I think that of all the areas of emotional intelligence, this is the one that I have struggled with the most.  I think that I am inspirational and able to motivate people . . . when I try.  But it is not something that comes naturally to me.  I naturally have great respect for others and for their opinions, so I have a hard time telling them “no, we need to do it this way.”  After taking in suggestions and listening, a leader needs to be willing to make a decision.  I do not like upsetting people, so sometimes I have struggled to make the decision when it is unpopular.  I have always been one who shies away from conflict.  A good leader should not be afraid of conflict.  However, over the last few years I have learned this about myself, and even though I am uncomfortable with a situation, I have gotten to the point where I can be bold and make tough decisions, even when I am worried what others will think and feel.  However, I also try to smooth things over with people if I have upset them by my decisions or actions.

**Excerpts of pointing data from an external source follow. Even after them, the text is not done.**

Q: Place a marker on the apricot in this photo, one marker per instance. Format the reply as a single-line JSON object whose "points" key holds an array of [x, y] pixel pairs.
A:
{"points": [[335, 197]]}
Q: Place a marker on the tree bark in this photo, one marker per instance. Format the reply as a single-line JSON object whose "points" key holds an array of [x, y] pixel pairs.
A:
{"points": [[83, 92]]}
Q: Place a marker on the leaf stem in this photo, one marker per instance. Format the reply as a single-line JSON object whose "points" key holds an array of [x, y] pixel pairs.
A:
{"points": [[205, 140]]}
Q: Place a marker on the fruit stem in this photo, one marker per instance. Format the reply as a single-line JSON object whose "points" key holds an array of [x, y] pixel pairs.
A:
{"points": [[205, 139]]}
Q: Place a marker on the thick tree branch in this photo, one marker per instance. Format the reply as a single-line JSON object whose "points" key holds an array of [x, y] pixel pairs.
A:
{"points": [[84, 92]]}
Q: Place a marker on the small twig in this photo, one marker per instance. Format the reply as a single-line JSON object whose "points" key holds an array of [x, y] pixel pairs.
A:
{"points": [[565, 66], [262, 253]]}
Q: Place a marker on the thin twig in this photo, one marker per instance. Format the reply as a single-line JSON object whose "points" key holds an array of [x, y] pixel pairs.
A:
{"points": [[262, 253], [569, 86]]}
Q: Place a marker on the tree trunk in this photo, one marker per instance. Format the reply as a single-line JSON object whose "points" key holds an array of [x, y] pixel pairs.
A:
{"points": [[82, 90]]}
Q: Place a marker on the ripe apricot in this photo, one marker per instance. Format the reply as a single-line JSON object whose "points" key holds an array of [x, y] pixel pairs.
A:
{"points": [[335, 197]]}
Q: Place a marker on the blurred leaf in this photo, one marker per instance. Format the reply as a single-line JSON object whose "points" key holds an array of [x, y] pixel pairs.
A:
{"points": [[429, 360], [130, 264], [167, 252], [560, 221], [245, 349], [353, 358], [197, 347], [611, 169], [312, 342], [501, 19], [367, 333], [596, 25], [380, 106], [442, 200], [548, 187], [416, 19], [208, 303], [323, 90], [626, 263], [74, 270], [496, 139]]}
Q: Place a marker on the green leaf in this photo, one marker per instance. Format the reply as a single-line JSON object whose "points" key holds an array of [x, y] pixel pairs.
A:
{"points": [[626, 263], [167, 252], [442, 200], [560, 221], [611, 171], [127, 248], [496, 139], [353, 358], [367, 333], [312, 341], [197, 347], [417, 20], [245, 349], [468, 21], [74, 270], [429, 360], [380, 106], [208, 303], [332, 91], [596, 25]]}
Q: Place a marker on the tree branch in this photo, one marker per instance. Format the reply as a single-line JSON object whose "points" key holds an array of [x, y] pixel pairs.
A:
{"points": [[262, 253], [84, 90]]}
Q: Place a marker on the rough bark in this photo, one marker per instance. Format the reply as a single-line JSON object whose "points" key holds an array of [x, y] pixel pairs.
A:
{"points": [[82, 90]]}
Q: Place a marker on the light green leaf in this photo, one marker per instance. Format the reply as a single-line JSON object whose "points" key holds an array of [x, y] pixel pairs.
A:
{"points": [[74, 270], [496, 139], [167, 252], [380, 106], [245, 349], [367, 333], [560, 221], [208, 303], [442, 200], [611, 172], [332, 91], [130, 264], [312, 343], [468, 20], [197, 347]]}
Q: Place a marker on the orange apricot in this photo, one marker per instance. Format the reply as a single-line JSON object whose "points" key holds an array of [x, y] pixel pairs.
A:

To summarize, emotional intelligence begins with self-awareness and an understanding of your own emotions.  Self-management follows as individual emotions are managed and controlled.  Once your own emotions are understood and managed it becomes easier to be empathetic and recognize and feel what others are feeling.  Finally, once the feelings of others are recognized, it becomes possible to manage and influence their emotions through patience and persuasion.




References

Boyatzis, R. E., & McKee, A. (2005). Resonant leadership: renewing yourself and connecting with others through mindfulness, hope, and compassion. Boston, MA: Harvard Business School Press.
Goleman, D. (2007). Why aren’t we more compassionate? [Video file]. Retrieved from https://www.ted.com/talks/daniel_goleman_on_compassion/transcript

Goleman, D. (2012). Daniel Goleman introduces emotional intelligence [Video file]. Retrieved from https://www.youtube.com/watch?v=Y7m9eNoB3NU

McKee, A., Boyatzis, R. E., & Johnston, F. (2008). Becoming a Resonant Leader: Develop Your Emotional Intelligence, Renew Your Relationships, Sustain Your Effectiveness (1st ed.). Boston, MA: Harvard Business Review Press.